The update follows a strong third-quarter (Q3) performance from the chipmaker. TSMC’s Q3 revenue of NT$989.92 billion ($33.10 billion) and earnings per ADR (EPS) of NT$17.44 ($2.92) both exceed the analysts’ consensus estimate of NT$960.41 and NT$15.45, respectively.
Needham said TSMC's Q3 revenue not only surpassed the top end of its guidance range but also held firm on margins, despite concerns about currency-related impacts. The company delivered a gross margin of 59.5%, calming fears of a potential decline due to foreign exchange volatility.
TSMC stock traded over 1% lower on Thursday afternoon and was among the top trending equity tickers on Stocktwits. Retail sentiment around the stock remained in ‘extremely bullish’ territory while message volume improved to ‘extremely high’ from ‘high’ levels in 24 hours.
The stock experienced a 325% increase in user messages over 24 hours, as of Thursday morning. A Stocktwits user called the company the “backbone of AI chips right now”.

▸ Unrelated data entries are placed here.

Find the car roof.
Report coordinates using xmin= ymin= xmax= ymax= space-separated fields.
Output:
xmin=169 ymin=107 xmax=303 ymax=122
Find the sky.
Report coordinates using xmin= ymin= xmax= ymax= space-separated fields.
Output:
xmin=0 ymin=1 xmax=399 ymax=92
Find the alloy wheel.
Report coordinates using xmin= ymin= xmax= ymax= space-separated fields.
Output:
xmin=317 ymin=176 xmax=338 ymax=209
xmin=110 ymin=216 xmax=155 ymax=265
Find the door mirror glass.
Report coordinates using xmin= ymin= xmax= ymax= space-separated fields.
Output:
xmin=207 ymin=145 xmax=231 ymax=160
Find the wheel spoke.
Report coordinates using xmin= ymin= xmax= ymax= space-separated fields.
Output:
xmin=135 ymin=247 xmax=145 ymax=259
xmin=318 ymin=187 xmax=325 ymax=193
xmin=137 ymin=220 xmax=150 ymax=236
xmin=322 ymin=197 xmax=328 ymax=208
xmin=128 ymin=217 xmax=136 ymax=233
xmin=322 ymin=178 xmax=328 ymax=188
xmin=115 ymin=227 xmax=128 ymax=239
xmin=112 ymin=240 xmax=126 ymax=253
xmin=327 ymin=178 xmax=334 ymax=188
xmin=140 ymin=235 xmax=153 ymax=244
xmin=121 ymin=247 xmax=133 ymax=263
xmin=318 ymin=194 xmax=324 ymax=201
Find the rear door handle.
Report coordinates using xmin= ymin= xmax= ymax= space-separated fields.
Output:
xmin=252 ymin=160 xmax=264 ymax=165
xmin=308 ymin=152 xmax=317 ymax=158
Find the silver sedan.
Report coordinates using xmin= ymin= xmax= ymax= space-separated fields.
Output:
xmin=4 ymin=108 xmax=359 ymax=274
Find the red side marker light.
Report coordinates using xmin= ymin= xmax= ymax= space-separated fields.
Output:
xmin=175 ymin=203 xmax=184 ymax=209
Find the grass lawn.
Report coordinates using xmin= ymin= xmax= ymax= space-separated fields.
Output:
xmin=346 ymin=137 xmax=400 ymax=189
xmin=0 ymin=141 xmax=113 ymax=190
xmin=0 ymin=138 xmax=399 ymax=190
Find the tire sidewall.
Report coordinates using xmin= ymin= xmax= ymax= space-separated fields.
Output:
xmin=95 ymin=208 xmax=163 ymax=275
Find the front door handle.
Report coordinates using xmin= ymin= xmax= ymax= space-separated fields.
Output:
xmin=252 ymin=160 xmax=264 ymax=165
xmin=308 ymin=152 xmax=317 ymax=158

Needham highlighted that demand for AI-related chips is strengthening, adding momentum to TSMC’s already robust outlook. While access to the Chinese AI market remains limited, the firm noted that growth prospects elsewhere are more than making up for it. The company’s capacity build-out in Arizona is also gaining speed, it added.
TSMC stock has gained over 51% year-to-date and over 59% in the last 12 months.